Artigo -Sobre a possibilidade jurídica de aceitação de documentos digitalizados pelas Centrais Eletrônicas. Por Maria Aparecida Bianchin Pacheco
26/03/2020 As medidas adotadas pelas autoridades sanitárias, pelo Conselho Nacional de Justiça e Corregedorias Estaduais em virtude do Covid-19, exigem profundas alterações no modo de operar dos serviços notariais e registrais, haja vista a suspensão do atendimento presencial e a recepção de títulos em vias físicas.Não obstante a maioria das unidades federativas contar com centrais eletrônicas para interligação dos usuários com os serviços registrais e oferecer a possibilidade de remessa de arquivos eletrônicos, o fato é que, além da constatação de que muitos cartórios ainda não estão preparados para receber e/ou enviar arquivos nesse formato, a assinatura eletrônica não é uma realidade presente para a maioria dos usuários.
No contexto atual, manter o afastamento social é medida salutar, mas também é necessário que busquemos alternativas para manutenção de nossas atividades na legislação posta e nos recursos já disponíveis, sem prejuízo de planejar estrategicamente ações para o futuro.
A Lei nº 6.015/73[1] sofreu alteração pela Medida Provisória 881/2019[2], posteriormente convertida na Lei nº 13.874/2019[3], acrescendo o parágrafo terceiro ao seu art. 1º, com o seguinte teor:
- 3º Os registros poderão ser escriturados, publicitados e conservados em meio eletrônico, obedecidos os padrões tecnológicos estabelecidos em regulamento.
Assim, a atual redação do mencionado artigo, assim dispõe:
Art. 1º Os serviços concernentes aos Registros Públicos, estabelecidos pela legislação civil para autenticidade, segurança e eficácia dos atos jurídicos, ficam sujeitos ao regime estabelecido nesta Lei. (Redação dada pela Lei nº 6.216, de 1975)
- 1º Os Registros referidos neste artigo são os seguintes: (Redação dada pela Lei nº 6.216, de 1975)
I – o registro civil de pessoas naturais; (Redação dada pela Lei nº 6.216, de 1975)
II – o registro civil de pessoas jurídicas; (Redação dada pela Lei nº 6.216, de 1975)

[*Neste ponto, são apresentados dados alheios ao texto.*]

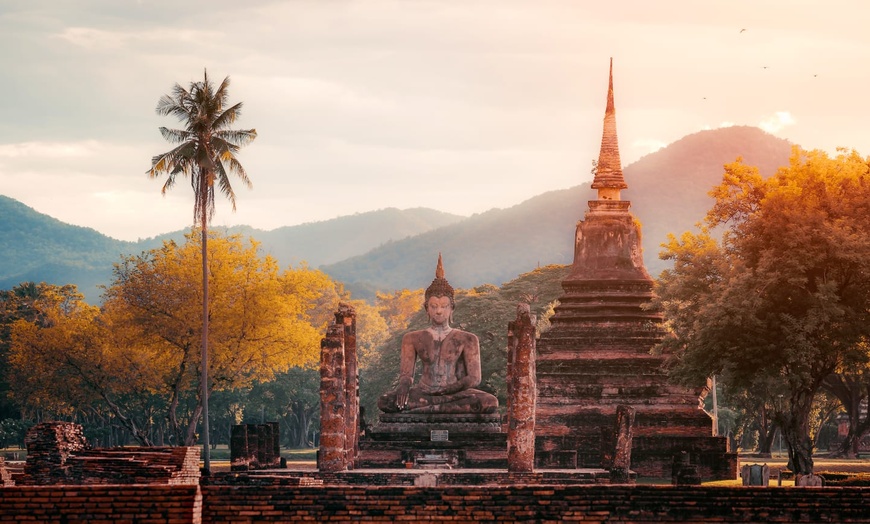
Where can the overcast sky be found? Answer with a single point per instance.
(460, 106)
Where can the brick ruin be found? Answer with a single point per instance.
(255, 446)
(596, 356)
(339, 394)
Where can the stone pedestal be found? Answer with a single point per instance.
(435, 441)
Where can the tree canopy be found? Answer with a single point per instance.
(138, 355)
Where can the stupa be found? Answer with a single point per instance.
(597, 354)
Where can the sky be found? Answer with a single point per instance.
(456, 105)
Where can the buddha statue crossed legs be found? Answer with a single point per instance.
(450, 361)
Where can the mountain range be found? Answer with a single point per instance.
(393, 249)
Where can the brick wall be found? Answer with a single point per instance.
(595, 503)
(603, 504)
(62, 504)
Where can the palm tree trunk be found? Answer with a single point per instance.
(204, 365)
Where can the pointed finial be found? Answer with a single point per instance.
(608, 172)
(439, 287)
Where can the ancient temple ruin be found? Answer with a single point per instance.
(597, 354)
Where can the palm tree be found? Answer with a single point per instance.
(206, 153)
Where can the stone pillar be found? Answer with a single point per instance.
(522, 392)
(243, 448)
(276, 444)
(333, 443)
(619, 472)
(346, 316)
(49, 445)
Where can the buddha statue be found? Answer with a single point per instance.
(450, 361)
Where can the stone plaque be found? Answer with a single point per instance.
(438, 435)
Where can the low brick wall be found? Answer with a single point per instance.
(594, 503)
(63, 504)
(603, 504)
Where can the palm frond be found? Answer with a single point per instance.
(207, 148)
(175, 136)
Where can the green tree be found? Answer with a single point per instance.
(786, 294)
(206, 153)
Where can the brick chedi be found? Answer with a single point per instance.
(596, 356)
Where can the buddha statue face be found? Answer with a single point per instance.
(439, 310)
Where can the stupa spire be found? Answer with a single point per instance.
(608, 173)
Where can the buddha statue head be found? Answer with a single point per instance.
(439, 288)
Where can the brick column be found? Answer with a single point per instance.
(243, 448)
(522, 391)
(346, 316)
(332, 454)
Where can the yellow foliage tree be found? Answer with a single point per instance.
(142, 349)
(259, 317)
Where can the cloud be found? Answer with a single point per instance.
(777, 121)
(84, 149)
(99, 39)
(648, 145)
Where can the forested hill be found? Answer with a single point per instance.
(668, 190)
(40, 248)
(393, 249)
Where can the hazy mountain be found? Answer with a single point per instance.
(40, 248)
(668, 190)
(393, 249)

III – o registro de títulos e documentos; (Redação dada pela Lei nº 6.216, de 1975)
IV – o registro de imóveis. (Redação dada pela Lei nº 6.216, de 1975)
- 2º Os demais registros reger-se-ão por leis próprias. (Redação dada pela Lei nº 6.216, de 1975)
- 3º Os registros poderão ser escriturados, publicitados e conservados em meio eletrônico, obedecidos os padrões tecnológicos estabelecidos em regulamento. (Incluído pela Lei nº 13.874, de 2019)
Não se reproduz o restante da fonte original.